With trainign he should outgrow most of it! Most Hav's chew paper and most pups are ahppy to chew shoes, socks and underwear! With Rufus we all had to put our shoes up high and watch him carefully to get him through the puppy period. I'm ok with the paper chewing but we drew the line at emptying a roll of toilet paper! Since Hav LOVE to shred be sure to keep important papers put away!


----------



## mintchip (Apr 19, 2007)

Not sure if it was here or some where else but I recently heard about Nylabones for chewers.....
I have never seen them however.


----------



## Redorr (Feb 2, 2008)

Peggy - Have you done any discipline training with Toby? Leave it? I think a quick reprimand word when he is in the act, I say "Ack. Too bad", and then scoot him off to a 10 second time out. I do time out by having Lola on a tether leash, and I will close the leash in the bathroom door, so she can't run for the TP while she is in there! No longer than a count to 10 in the time out. I have broken her of coffee table stealing in 5 "too bads". Then when he starts to get it, and approaches the shoe again, and leaves it, reward with a treat. If you concentrated on shoes, and put one so you could catch him in the act, you can work through it. 

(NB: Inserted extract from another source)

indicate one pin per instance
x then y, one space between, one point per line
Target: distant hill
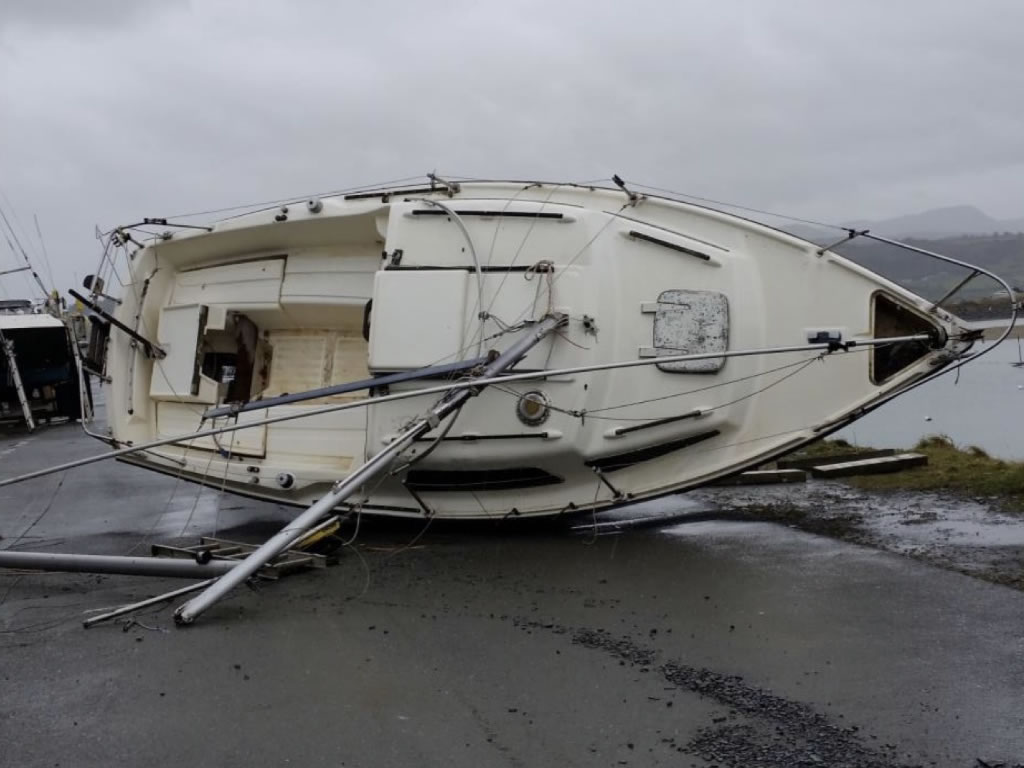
941 222
1003 254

Also...give him other things to chew on - like Moo Bully sticks - odor free! Avoid rawhide as it is not digestible. And spray bitter apple on whatever you can to keep him off it. Lola's leashes are regularly soaked in bitter apple spray. Works wonders.


----------



## DanielBMe (Nov 25, 2007)

I tried the nylabones with a very modest success. Bogart and Brando just seemed to prefer to chew on things they shouldn't such as the baseboard in my kitchen. Just make sure they have lots of chew toys and with some training hopefully the destruction will be left to a minimum.


----------



## LuvCicero (Mar 31, 2008)

The 'bitter apple' spray worked great for us also. I sprayed all our shoes with it. Cicero loved to bite on the legs of my pj's in the morning so I sprayed them and when he grabbed and got a taste, I said, "Yak". After just a few days if he started for something, YAK made him leave it along. Good luck!


----------



## Lina (Apr 26, 2007)

Kubrick wouldn't touch the nylabone... not sure why. He does love his Moo Bully Sticks and Merrick's Flossies, though. I also give him N-Bone Pearly Whites for his teeth/breath and he chews on those every once in a while too.


----------